In view of the importance of the TXNIP/NLRP3 signaling pathway in the development of sepsis-induced myocardial injury, the expression levels of cleaved caspase-1, caspase-1, TXNIP and NLRP3 were determined by western blot analysis or immunohistochemistry. It was found that the levels of cleaved caspase-1 were higher in the 6, 12 and 24 h groups compared with that in the Con group (Fig. 2A and B), and the intensity of staining of the rat myocardial sections treated with LPS was observed in a time-dependent manner (Fig. 2C).

In order to elucidate the mechanisms of sepsis-induced myocardial dysfunction, H9C2 cells were used to establish a model of sepsis-induced myocardial dysfunction using LPS (1, 10, 20 and 50 µg/ml) in vitro. The viability of cells was suppressed by LPS at 20 and 50 µg/ml (Fig. 3A). The mRNA levels of IL-1β, IL-18 (Fig. 3B) and TXNIP (Fig. 3C) were enhanced by LPS, and the protein levels of cleaved caspase-1, TXNIP and NLRP3 were also increased by LPS (Fig. 3D and E).

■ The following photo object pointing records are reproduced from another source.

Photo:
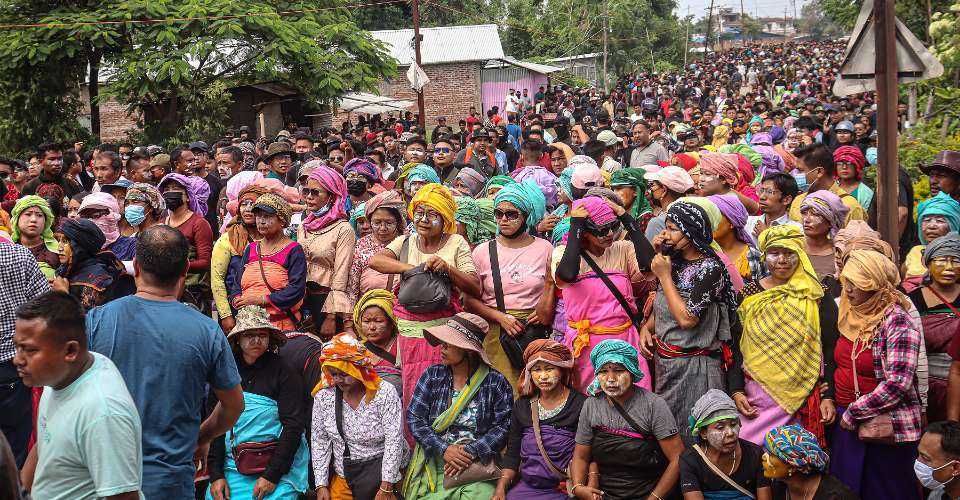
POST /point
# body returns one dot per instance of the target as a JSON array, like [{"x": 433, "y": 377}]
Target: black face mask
[
  {"x": 356, "y": 187},
  {"x": 173, "y": 199}
]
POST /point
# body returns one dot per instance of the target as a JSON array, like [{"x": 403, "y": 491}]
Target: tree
[{"x": 161, "y": 53}]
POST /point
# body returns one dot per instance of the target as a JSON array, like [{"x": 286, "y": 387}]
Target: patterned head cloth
[
  {"x": 711, "y": 408},
  {"x": 550, "y": 352},
  {"x": 693, "y": 222},
  {"x": 797, "y": 447},
  {"x": 197, "y": 191},
  {"x": 146, "y": 193},
  {"x": 30, "y": 201},
  {"x": 376, "y": 297},
  {"x": 826, "y": 205},
  {"x": 347, "y": 354},
  {"x": 274, "y": 204},
  {"x": 614, "y": 351},
  {"x": 527, "y": 197},
  {"x": 438, "y": 198}
]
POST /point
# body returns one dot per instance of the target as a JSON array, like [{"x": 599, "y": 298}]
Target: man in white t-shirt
[{"x": 88, "y": 428}]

To verify the role of TXNIP in the H9C2 cell model of sepsis-induced myocardial dysfunction, which was established using LPS (20 µg/ml), the TXNIP gene was knocked down by siRNA. Successful transfection using LFN was observed for TXNIP at the mRNA (Fig. 4A) and protein (Fig. 4B) levels. The viability of cells was decreased by LPS and ameliorated by siTXNIP (Fig. 4C). It was also found that the increase of apoptosis (Fig. 4D) and augmentation of IL-1β and IL-18 (Fig. 4E) were inhibited by siTXNIP in the LPS group.

The levels of cleaved caspase-1, TXNIP and NLRP3 were determined by RT-qPCR or/and western blot analysis, and the results demonstrated that the mRNA level of TXNIP was lower in the siTXNIP+LPS group than in the LPS and NC+LPS groups (Fig. 5A), and that the protein levels of cleaved caspase-1, TXNIP and NLRP3 were inhibited by siTXNIP, compared with levels in the LPS and NC+LPS groups, respectively (Fig. 5B and C).

ROS levels were assessed by flow cytometry, and catalase and MnSOD were detected by RT-qPCR and western blot analyses. The results showed that ROS production was lower in the siTXNIP+LPS group than in the LPS and NC+LPS groups (Fig. 6A), and the levels of catalase and MnSOD were enhanced by siTXNIP, compared with levels in the LPS and NC+LPS groups at the mRNA (Fig. 6B) and protein (Fig. 6C and D) levels.